#Can't unlock diag user

Has anyone ever seen a case where you cannot unlock the diag user account? I followed the procedures in this KB, but after I do the unlock, it still shows the account as being locked. I tried changing the password for the diag account as well, but that didn't help. It won't let me get into systemshell while it's locked. Any ideas on how to fix this?

https://kb.netapp.com/onprem/ontap/os/How_to_unlock_Systemshell_diag_user_account

Can't say I have.

What version of ONTAP?

Usually I just do "set d; systemshell -node <node> <command>"

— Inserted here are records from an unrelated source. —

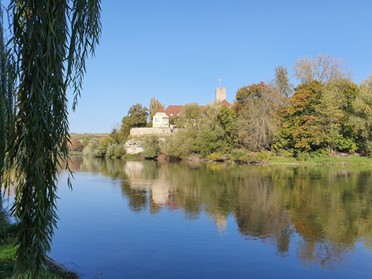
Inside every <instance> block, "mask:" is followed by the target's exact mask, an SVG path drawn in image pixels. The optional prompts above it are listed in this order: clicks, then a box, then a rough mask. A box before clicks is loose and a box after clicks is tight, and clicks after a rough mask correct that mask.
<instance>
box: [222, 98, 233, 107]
mask: <svg viewBox="0 0 372 279" xmlns="http://www.w3.org/2000/svg"><path fill="white" fill-rule="evenodd" d="M221 104H223V105H224V106H225V107H227V108H229V107H230V106H231V104H230V103H229V102H228V101H226V99H224V100H223V101H222V102H221Z"/></svg>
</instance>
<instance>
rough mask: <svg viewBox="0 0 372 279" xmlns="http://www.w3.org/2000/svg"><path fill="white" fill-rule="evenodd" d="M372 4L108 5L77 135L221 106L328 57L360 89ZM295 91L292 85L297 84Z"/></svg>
mask: <svg viewBox="0 0 372 279" xmlns="http://www.w3.org/2000/svg"><path fill="white" fill-rule="evenodd" d="M371 11H372V1H368V0H353V1H352V0H350V1H343V0H338V1H334V0H323V1H320V0H313V1H300V0H297V1H295V0H292V1H291V0H281V1H278V0H260V1H258V0H256V1H250V0H245V1H243V0H241V1H240V0H225V1H222V0H221V1H219V0H214V1H210V0H198V1H197V0H188V1H186V0H185V1H175V0H136V1H127V0H125V1H119V0H116V1H114V0H102V24H103V33H102V38H101V42H100V45H99V46H98V48H97V51H96V57H95V58H93V59H89V61H88V63H87V71H88V73H87V75H86V78H85V81H84V89H83V93H82V97H81V99H80V101H79V105H78V107H77V109H76V111H75V112H72V111H70V116H69V121H70V131H71V132H80V133H82V132H110V131H111V130H112V128H114V127H116V126H118V125H120V122H121V119H122V117H123V116H124V115H126V114H127V112H128V108H129V107H130V106H131V105H133V104H135V103H141V104H143V105H145V106H148V105H149V102H150V99H151V98H152V97H156V98H157V99H158V100H159V101H160V102H162V103H163V104H164V105H165V106H168V105H171V104H186V103H191V102H197V103H199V104H201V105H205V104H207V103H210V102H212V101H213V99H214V90H215V87H216V86H217V85H218V79H219V77H220V76H221V77H222V85H223V86H225V87H226V88H227V99H228V101H230V102H232V101H233V100H234V97H235V92H236V91H237V89H239V88H240V87H242V86H245V85H249V84H252V83H257V82H260V81H264V82H269V81H270V80H272V79H273V77H274V69H275V67H276V66H279V65H282V66H284V67H286V68H287V69H288V71H289V74H290V77H291V78H292V79H293V65H294V64H295V62H296V61H297V60H298V59H299V58H301V57H316V56H318V55H319V54H323V55H331V56H333V57H335V58H339V59H341V60H342V61H343V62H344V65H345V66H346V69H347V71H348V72H350V73H351V74H352V78H353V80H354V81H355V82H357V83H360V82H361V81H363V80H364V79H366V78H367V77H368V76H369V75H370V74H372V31H371V28H372V16H371ZM293 83H295V80H294V79H293Z"/></svg>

New installs prevent that. I think new 9.10 and higher. You have to unlock the diag account or there is a command to run (forgot offhand what it is) which allows that to work

OnTap 9.8P15
The systemshell won't work, because even if I'm in diag mode, it won't let me run any systemshell commands because it says the diag user is locked.
I have tried to unlock the diag user (see the KB article in my original post), but even after I run the unlock command, it's still showing as locked.

I'm thinking I'm going to have to open a ticket.

Yeah.

What's the serial #? I can look at ASUPs real fast and see if I see any errors or anything.

@zinc inlet

Thanks, Paul. I opened ticket #2009570582, so I'll let everyone know what comes of that in case anyone else ever runs into this in the future.

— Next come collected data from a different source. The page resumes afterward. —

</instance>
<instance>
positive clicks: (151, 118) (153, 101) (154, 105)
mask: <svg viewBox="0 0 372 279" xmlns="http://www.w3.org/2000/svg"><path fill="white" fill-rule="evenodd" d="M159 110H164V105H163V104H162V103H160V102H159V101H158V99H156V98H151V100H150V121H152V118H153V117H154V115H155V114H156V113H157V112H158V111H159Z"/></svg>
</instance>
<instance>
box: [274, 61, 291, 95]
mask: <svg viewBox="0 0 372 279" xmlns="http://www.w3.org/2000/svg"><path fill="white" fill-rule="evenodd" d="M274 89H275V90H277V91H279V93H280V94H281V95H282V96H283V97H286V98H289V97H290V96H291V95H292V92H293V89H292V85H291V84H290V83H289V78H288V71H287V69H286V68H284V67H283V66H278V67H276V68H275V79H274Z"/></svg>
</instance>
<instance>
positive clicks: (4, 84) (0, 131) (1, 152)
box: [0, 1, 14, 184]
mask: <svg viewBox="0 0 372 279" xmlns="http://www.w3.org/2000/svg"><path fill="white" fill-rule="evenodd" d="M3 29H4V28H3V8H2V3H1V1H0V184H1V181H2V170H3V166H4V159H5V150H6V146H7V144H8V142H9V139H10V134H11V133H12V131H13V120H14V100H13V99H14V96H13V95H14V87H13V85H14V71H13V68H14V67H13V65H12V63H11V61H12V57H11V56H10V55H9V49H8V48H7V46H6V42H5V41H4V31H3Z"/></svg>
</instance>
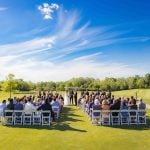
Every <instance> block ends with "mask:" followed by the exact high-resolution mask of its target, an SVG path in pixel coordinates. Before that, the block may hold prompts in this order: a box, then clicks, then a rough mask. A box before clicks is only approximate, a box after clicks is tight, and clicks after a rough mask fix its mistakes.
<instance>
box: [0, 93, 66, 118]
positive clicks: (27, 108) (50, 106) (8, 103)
mask: <svg viewBox="0 0 150 150" xmlns="http://www.w3.org/2000/svg"><path fill="white" fill-rule="evenodd" d="M63 104H64V98H63V96H62V95H61V94H58V93H55V94H53V93H50V92H45V91H40V92H39V93H38V96H37V97H35V96H23V97H21V98H17V97H14V98H9V99H8V101H6V100H3V101H2V103H1V104H0V116H2V115H3V114H4V111H5V110H24V112H25V114H26V115H31V114H32V112H33V111H35V110H43V111H47V110H50V112H51V117H52V119H53V121H55V117H54V110H53V106H57V107H58V108H59V111H60V112H61V111H62V108H63Z"/></svg>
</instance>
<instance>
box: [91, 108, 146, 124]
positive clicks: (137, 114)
mask: <svg viewBox="0 0 150 150" xmlns="http://www.w3.org/2000/svg"><path fill="white" fill-rule="evenodd" d="M114 113H115V114H114ZM95 114H96V115H95ZM89 115H90V116H91V121H92V123H94V121H95V119H97V120H99V124H100V125H139V124H146V110H100V111H99V110H93V109H91V110H90V114H89Z"/></svg>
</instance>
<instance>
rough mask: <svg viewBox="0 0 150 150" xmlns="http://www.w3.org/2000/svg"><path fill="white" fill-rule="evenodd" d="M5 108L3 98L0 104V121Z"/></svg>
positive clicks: (0, 121) (4, 110)
mask: <svg viewBox="0 0 150 150" xmlns="http://www.w3.org/2000/svg"><path fill="white" fill-rule="evenodd" d="M5 109H6V100H3V101H2V103H1V104H0V122H1V116H3V115H4V111H5Z"/></svg>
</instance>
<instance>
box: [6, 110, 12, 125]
mask: <svg viewBox="0 0 150 150" xmlns="http://www.w3.org/2000/svg"><path fill="white" fill-rule="evenodd" d="M4 119H5V121H4V122H5V124H6V125H13V123H14V111H13V110H5V111H4Z"/></svg>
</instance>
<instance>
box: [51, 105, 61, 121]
mask: <svg viewBox="0 0 150 150" xmlns="http://www.w3.org/2000/svg"><path fill="white" fill-rule="evenodd" d="M52 110H53V112H54V117H55V119H57V120H58V118H59V114H60V108H59V107H58V106H52Z"/></svg>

The KB article should get updated if there’s something new to learn from your case 🪄

Logging in :: Success
security login unlock -username diag :: Pending
security login unlock -username diag :: Success
rows 0 :: Pending
rows 0 :: Success
set diag :: Pending
Question: Warning: These diagnostic command... :: Pending
Question: Warning: These diagnostic command... : y :: Success
set diag :: Success
security login unlock -username diag :: Pending
security login unlock -username diag :: Success
security login password -username diag :: Pending
Question: Enter a new password :: Pending
Question: Enter a new password : (echo off) :: Success
Question: Enter it again :: Pending
Question: Enter it again : (echo off) :: Success
security login password -username diag :: Error: New password must be different from the old password
exit :: Pending
exit :: Success
Logging out :: Success

I see where your attempt was done above.

https://kb.netapp.com/onprem/ontap/os/How_to_reset_the_diag_user_password_from_the_bootmenu

The other thought I had was maybe try from the "admin" local account not your activedirectory\username account.

So, the fix for this turned out to be very simple... we just ran the "security login lock -user diag", and then the "security login unlock -user diag" worked. Never occurred to me to even try that.

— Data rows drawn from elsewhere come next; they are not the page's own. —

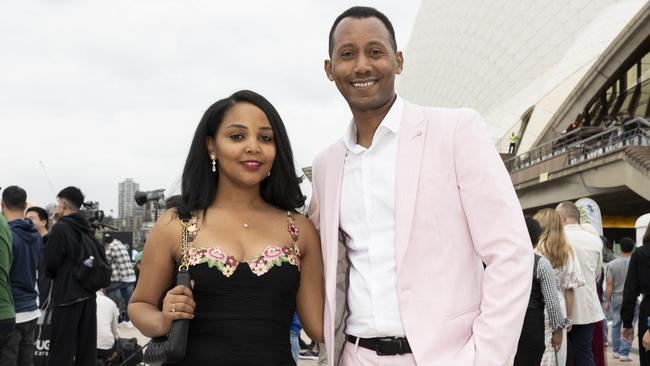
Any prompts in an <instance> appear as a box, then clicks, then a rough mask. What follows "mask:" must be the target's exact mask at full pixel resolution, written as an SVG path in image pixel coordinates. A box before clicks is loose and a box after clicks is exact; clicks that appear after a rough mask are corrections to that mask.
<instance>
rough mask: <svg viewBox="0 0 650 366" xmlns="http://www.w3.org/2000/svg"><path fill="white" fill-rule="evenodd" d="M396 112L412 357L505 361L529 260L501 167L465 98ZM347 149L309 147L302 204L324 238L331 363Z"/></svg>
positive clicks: (494, 362)
mask: <svg viewBox="0 0 650 366" xmlns="http://www.w3.org/2000/svg"><path fill="white" fill-rule="evenodd" d="M401 123H402V124H401V127H400V132H399V133H400V138H399V147H398V153H397V168H396V180H397V181H396V192H395V261H396V269H397V291H398V297H399V306H400V314H401V318H402V322H403V324H404V329H405V331H406V336H407V338H408V339H409V343H410V345H411V348H412V350H413V356H414V357H415V360H416V362H417V364H418V365H431V366H434V365H441V366H442V365H444V366H447V365H452V364H453V365H477V366H492V365H494V366H503V365H504V364H505V362H506V361H507V359H508V358H509V356H510V355H511V354H512V353H514V351H515V347H516V344H517V340H518V339H519V334H520V333H521V327H522V323H523V319H524V314H525V311H526V307H527V304H528V299H529V296H530V288H531V284H532V270H533V252H532V246H531V243H530V239H529V236H528V232H527V230H526V226H525V223H524V220H523V215H522V211H521V207H520V205H519V201H518V200H517V196H516V195H515V192H514V189H513V187H512V183H511V181H510V177H509V175H508V172H507V171H506V169H505V167H504V165H503V163H502V161H501V159H500V157H499V155H498V154H497V153H496V151H495V149H494V147H493V146H492V143H491V142H490V140H489V138H488V134H487V132H486V130H485V124H484V122H483V121H482V119H481V117H480V116H479V115H478V113H476V112H475V111H473V110H471V109H443V108H425V107H420V106H417V105H413V104H410V103H406V106H405V109H404V115H403V117H402V122H401ZM345 152H346V149H345V145H344V144H343V142H342V141H338V142H336V143H334V144H333V145H331V146H330V147H329V148H327V149H326V150H325V151H323V152H322V153H320V154H319V155H318V156H317V157H316V159H315V161H314V164H313V179H312V182H313V196H312V200H311V203H310V207H309V211H310V218H311V220H312V221H313V223H314V225H315V226H316V228H317V229H318V230H319V233H320V239H321V243H322V247H323V260H324V264H325V267H324V271H325V314H324V316H325V328H324V329H325V345H326V349H327V361H328V365H338V363H339V358H340V355H341V350H342V345H343V342H344V333H345V318H346V315H347V314H346V312H347V306H346V291H347V278H346V277H347V263H346V252H345V251H346V249H345V243H343V241H342V240H343V236H342V235H339V210H340V197H341V181H342V174H343V163H344V158H345ZM481 262H484V263H485V264H486V265H487V269H485V270H484V269H483V265H482V263H481Z"/></svg>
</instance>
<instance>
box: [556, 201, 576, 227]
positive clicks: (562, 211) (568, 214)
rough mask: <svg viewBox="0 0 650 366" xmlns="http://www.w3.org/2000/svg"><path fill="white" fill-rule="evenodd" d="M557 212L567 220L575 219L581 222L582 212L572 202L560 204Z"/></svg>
mask: <svg viewBox="0 0 650 366" xmlns="http://www.w3.org/2000/svg"><path fill="white" fill-rule="evenodd" d="M556 210H557V211H558V212H560V213H561V214H562V215H564V217H565V218H567V219H574V220H576V221H577V222H580V210H579V209H578V206H576V204H575V203H573V202H571V201H564V202H560V204H559V205H557V208H556Z"/></svg>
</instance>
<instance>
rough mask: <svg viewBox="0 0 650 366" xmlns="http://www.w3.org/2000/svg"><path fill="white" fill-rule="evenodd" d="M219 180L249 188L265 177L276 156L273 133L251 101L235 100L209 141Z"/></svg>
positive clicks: (264, 116) (265, 116)
mask: <svg viewBox="0 0 650 366" xmlns="http://www.w3.org/2000/svg"><path fill="white" fill-rule="evenodd" d="M208 151H209V153H210V154H214V156H215V158H216V160H217V165H218V169H219V177H220V178H219V179H228V180H230V181H231V182H233V183H234V184H237V185H240V186H244V187H252V186H255V185H258V184H259V183H260V182H261V181H262V180H264V179H265V178H266V177H267V176H268V174H269V172H270V171H271V168H272V166H273V160H274V159H275V153H276V149H275V136H274V135H273V129H272V128H271V123H269V120H268V118H266V115H265V114H264V112H263V111H262V110H261V109H259V108H258V107H256V106H255V105H253V104H251V103H246V102H238V103H237V104H235V105H234V106H233V107H232V108H230V110H229V111H228V112H226V114H225V115H224V118H223V121H222V122H221V125H220V126H219V129H218V130H217V133H216V135H215V136H214V139H210V140H209V141H208Z"/></svg>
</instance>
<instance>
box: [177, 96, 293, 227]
mask: <svg viewBox="0 0 650 366" xmlns="http://www.w3.org/2000/svg"><path fill="white" fill-rule="evenodd" d="M238 102H247V103H251V104H253V105H255V106H257V107H258V108H259V109H261V110H262V111H263V112H264V114H265V115H266V118H268V120H269V122H270V123H271V128H272V129H273V135H274V142H275V148H276V154H275V160H273V167H272V168H271V175H270V176H269V177H267V178H266V179H264V180H263V181H262V182H261V183H260V194H261V195H262V199H264V201H265V202H267V203H268V204H270V205H272V206H274V207H277V208H279V209H281V210H286V211H295V210H296V209H297V208H299V207H302V206H303V205H304V204H305V197H304V196H303V194H302V191H301V190H300V182H301V180H302V179H301V178H299V177H297V176H296V168H295V166H294V163H293V153H292V152H291V144H290V143H289V136H287V130H286V129H285V128H284V123H283V122H282V119H281V118H280V115H279V114H278V111H277V110H275V107H273V105H272V104H271V103H270V102H269V101H268V100H266V98H264V97H263V96H261V95H259V94H257V93H255V92H253V91H250V90H240V91H238V92H236V93H235V94H233V95H231V96H229V97H228V98H225V99H221V100H219V101H217V102H216V103H214V104H213V105H211V106H210V108H208V110H206V111H205V113H204V114H203V118H201V122H200V123H199V126H198V127H197V128H196V132H195V133H194V139H193V140H192V145H191V146H190V152H189V153H188V154H187V160H186V161H185V168H184V169H183V177H182V183H181V191H182V197H183V203H184V206H185V207H182V208H179V213H181V214H182V213H183V212H185V213H186V212H187V211H188V210H202V211H203V213H204V214H205V212H206V211H207V208H208V207H209V206H210V205H211V204H212V203H213V202H214V199H215V196H216V194H217V185H218V184H219V170H217V171H216V172H215V173H213V172H212V170H211V169H212V163H211V161H210V157H209V153H208V149H207V146H206V142H207V139H208V137H213V136H214V135H215V134H216V133H217V130H218V129H219V126H220V125H221V122H222V121H223V117H224V115H225V114H226V112H227V111H228V110H230V109H231V108H232V107H233V106H234V105H235V104H236V103H238Z"/></svg>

@rocky moss, is there a way to submit this to be added to the KB? Or, is that something the NetApp case owner should do? I know I'm going to make note of it in my personal notes 🙂

The case owner should do that by default.
@agile herald, can you please follow-up to make sure it happens?

Looks like there was a feedback left. It makes more sense to have it as a separate KB. I'll create now.

@zinc inlet did you end up using the built in admin account or your windowsdomain\adminusername account?

I was able to use my Windows domain account. Using the built in admin didn't make any difference.

Hmm. That is so odd. I wonder why that worked.

Yeah, I found it very bizarre as well.

https://kb.netapp.com/onprem/ontap/os/Unable_to_unlock_the_diag_account_in_ONTAP_9 KB created

4

system systemshell-config modify -allow-cmd-while-locked true 😉

Yeah. Wasn’t sure if that should be shared😀. But there it is

Meh, I'm not sure either, but I'd say don't do it.

You can share it. Use Systemshell wisely. What's the line we always use?: "With great power, comes great responsibility." Or, something like that anyway.